Humans may have once been like the Borg

Nearly 30 years after they first appeared on screen, the Borg remain one of the more terrifying and formidable enemies ever introduced in the Star Trek universe. With their armies of mindless drones hell-bent on assimilating every human being and robbing them of their personhood, the Borg collective represents the opposite of everything we hold dear about humanity. They lack all compassion, cannot be reasoned with, and are totally unable to think for themselves. But, if some psychologists are to be believed, we may have once been more similar to the Borg than we’d like to think.

A new piece on Nautilus explores this idea by looking back at the 1976 book The Origin Of Consciousness In The Breakdown Of The Bicameral Mind by Julian Jaynes.
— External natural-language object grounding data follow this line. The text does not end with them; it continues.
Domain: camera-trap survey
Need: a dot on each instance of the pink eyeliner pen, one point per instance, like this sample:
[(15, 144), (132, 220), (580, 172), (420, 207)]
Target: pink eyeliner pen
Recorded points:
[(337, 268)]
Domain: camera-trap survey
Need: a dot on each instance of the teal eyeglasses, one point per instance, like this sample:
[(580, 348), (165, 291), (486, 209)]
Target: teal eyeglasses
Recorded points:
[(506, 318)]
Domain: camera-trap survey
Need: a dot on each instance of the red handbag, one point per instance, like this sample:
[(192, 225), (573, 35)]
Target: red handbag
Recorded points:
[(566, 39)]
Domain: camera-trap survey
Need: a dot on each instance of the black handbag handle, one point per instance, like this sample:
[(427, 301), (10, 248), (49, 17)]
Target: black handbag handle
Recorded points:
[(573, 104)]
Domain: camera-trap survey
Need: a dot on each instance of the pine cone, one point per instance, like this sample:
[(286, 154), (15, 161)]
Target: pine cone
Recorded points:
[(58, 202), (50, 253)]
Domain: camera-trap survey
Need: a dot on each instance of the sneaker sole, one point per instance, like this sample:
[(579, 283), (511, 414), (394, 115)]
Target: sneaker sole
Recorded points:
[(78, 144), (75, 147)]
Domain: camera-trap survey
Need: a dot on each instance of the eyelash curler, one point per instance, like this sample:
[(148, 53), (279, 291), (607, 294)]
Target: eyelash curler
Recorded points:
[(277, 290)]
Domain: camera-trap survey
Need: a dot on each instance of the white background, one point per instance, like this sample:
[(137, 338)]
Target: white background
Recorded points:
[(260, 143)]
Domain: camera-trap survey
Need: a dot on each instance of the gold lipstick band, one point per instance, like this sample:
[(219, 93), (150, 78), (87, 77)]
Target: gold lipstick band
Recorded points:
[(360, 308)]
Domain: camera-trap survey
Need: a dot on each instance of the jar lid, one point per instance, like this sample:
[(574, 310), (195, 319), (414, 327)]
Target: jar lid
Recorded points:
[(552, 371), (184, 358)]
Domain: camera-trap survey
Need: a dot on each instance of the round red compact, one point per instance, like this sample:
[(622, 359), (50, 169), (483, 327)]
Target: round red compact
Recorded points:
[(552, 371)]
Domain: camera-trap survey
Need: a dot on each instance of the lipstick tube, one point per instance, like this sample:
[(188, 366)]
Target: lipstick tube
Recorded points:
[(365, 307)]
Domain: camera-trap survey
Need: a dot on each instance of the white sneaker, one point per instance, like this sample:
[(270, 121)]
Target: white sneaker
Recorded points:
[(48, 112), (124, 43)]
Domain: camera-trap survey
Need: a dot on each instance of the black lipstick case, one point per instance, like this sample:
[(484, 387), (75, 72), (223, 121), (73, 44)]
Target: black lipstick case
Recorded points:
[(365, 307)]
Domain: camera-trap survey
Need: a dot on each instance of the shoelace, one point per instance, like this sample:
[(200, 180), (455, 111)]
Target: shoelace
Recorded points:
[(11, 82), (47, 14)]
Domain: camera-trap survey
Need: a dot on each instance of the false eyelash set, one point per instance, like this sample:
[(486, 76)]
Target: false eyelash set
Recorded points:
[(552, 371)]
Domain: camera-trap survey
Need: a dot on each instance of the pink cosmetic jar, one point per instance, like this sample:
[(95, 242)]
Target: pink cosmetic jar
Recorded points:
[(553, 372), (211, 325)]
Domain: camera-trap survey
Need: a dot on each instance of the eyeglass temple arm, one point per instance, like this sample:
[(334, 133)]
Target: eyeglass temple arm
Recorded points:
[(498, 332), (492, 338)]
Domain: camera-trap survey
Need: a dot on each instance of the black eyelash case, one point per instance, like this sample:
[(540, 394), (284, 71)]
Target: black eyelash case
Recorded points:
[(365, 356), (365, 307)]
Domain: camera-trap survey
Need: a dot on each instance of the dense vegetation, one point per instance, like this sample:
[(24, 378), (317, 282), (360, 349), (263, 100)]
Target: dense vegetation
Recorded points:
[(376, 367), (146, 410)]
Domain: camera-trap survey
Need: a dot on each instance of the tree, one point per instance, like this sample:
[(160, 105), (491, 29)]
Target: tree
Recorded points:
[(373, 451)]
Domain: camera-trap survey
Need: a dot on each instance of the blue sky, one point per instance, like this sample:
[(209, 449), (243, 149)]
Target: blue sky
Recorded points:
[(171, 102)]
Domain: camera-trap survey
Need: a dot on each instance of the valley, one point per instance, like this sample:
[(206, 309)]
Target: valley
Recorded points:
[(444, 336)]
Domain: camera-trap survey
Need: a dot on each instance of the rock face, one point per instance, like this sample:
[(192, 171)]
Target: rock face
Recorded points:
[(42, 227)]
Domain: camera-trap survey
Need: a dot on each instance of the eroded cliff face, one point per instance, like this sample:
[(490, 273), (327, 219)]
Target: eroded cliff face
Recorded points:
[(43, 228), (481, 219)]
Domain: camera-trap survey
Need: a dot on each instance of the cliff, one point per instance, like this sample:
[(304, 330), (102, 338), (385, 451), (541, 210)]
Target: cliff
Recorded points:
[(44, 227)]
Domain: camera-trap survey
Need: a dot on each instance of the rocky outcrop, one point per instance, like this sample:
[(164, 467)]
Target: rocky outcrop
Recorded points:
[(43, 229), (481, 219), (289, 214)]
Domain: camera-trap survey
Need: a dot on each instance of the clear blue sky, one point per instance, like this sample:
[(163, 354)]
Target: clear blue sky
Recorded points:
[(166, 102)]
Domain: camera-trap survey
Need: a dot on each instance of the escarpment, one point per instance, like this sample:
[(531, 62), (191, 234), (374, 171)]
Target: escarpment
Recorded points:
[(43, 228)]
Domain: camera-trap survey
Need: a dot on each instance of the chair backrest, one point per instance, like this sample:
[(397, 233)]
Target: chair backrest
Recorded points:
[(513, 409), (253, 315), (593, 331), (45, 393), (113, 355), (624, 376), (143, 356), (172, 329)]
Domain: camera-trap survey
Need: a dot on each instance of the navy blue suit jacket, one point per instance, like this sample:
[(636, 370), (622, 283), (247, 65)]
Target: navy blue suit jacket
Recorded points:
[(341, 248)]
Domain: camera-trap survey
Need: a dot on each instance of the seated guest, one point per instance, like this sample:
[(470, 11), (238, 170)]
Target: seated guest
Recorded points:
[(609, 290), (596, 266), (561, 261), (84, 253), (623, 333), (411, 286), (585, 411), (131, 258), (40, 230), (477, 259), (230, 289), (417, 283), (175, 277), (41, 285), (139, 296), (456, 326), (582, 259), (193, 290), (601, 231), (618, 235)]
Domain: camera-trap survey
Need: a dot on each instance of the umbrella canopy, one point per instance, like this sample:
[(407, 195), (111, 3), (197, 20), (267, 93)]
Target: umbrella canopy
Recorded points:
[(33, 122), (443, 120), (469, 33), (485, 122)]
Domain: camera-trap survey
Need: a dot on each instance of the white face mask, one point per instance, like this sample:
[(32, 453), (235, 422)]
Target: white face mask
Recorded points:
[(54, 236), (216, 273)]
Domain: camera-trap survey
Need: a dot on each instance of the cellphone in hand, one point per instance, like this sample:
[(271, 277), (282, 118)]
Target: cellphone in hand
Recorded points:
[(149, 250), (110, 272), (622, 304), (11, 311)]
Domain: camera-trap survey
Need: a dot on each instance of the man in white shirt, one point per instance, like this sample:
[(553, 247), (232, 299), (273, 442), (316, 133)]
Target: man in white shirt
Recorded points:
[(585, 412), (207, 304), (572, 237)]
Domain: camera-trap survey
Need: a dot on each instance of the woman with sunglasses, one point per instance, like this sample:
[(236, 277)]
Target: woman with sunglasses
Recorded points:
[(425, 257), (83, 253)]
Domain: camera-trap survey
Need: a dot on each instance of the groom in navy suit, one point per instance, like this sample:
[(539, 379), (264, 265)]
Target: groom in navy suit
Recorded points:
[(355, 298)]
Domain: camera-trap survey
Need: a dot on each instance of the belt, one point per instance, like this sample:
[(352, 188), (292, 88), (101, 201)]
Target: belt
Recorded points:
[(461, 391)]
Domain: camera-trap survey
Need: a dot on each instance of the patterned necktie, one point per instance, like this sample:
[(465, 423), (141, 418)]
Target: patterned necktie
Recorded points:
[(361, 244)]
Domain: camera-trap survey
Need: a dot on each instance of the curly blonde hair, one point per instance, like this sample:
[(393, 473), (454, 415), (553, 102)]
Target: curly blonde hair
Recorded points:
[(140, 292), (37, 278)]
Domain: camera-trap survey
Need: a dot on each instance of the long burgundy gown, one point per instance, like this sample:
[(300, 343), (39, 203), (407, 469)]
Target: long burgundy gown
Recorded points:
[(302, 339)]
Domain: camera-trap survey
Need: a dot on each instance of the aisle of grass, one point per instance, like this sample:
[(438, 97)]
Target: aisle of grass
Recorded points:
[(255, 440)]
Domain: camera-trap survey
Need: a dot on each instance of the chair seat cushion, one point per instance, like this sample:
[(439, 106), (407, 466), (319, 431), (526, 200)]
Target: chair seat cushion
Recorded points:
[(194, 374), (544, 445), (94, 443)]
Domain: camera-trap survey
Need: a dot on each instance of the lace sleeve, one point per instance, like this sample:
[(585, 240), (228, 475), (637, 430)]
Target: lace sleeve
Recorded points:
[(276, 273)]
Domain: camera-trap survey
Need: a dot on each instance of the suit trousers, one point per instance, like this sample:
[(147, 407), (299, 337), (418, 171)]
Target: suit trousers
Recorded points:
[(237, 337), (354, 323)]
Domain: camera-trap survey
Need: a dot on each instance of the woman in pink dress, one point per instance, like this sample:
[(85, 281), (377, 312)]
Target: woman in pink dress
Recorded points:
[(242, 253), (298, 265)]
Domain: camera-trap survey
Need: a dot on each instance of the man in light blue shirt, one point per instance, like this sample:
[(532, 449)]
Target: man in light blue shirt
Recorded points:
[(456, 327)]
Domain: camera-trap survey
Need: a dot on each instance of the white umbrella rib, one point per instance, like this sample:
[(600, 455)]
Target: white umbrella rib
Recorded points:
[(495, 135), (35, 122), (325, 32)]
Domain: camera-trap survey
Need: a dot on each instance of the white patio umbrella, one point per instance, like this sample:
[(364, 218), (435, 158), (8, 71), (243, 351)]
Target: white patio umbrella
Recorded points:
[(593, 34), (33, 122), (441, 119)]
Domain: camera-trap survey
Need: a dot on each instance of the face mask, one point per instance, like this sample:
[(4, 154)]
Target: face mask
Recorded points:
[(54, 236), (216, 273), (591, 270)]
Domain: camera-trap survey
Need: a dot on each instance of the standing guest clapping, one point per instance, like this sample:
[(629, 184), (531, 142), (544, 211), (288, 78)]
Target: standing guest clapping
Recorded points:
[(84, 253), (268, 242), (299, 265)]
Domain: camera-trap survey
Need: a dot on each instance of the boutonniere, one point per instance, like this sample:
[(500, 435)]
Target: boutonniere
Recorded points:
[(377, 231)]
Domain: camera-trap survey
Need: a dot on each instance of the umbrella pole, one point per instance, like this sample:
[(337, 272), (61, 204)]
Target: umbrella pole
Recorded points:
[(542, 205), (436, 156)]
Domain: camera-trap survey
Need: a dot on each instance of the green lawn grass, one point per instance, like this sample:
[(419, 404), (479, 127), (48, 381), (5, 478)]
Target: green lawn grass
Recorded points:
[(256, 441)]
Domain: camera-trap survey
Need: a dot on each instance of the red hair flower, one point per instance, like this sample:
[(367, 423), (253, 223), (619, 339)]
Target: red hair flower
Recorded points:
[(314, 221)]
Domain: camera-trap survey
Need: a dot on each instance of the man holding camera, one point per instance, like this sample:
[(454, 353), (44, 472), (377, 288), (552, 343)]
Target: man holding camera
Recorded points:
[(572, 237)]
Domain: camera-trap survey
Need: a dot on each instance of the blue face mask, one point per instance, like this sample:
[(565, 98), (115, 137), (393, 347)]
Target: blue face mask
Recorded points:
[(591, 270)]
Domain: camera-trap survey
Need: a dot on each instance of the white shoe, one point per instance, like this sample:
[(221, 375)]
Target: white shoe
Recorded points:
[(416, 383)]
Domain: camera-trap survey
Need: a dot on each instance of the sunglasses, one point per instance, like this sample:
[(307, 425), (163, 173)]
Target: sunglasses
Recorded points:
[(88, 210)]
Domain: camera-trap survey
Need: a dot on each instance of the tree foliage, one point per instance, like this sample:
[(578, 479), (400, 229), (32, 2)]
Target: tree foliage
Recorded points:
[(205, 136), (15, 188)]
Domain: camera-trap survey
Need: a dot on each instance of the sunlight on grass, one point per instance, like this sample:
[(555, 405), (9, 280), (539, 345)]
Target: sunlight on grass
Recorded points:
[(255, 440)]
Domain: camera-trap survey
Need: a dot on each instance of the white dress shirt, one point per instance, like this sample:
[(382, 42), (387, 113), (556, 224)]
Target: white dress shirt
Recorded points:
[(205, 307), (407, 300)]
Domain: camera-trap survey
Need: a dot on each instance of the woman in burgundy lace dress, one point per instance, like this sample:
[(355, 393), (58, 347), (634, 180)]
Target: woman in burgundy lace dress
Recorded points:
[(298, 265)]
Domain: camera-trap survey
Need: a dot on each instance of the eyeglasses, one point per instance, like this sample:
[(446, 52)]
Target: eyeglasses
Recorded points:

In the book, Jaynes argues that early humans did not have an explicit sense of self, but rather experienced the world through a bicameral mind, having one part of their brain that gave orders and another part that followed them. This is similar to the notion of an individual Borg existing simultaneously as a drone and the plural “collective.”

It wasn’t until the advent of writing that the bicameral mind started to break down and the singular consciousness of humans started to emerge. Trek fans will probably remember the episode “I, Borg” in which a single drone that is separated from the collective loses his connection to one half of his bicameral mind, allowing an individual identity (embarrassingly named “Hugh”) to take hold. Or, if you’re more of a Westworld fan, this is basically what Anthony Hopkins’ character is always going on about.

Whether humans ever existed with bicameral minds is still highly debatable, and, considering we currently possess a sense of identity, it can be hard for us to even wrap our minds around what that existence would be like. Nevertheless, it’s fun to imagine a giant Borg cube roaming the Mesopotamian river valley, assimilating Bronze Age technology.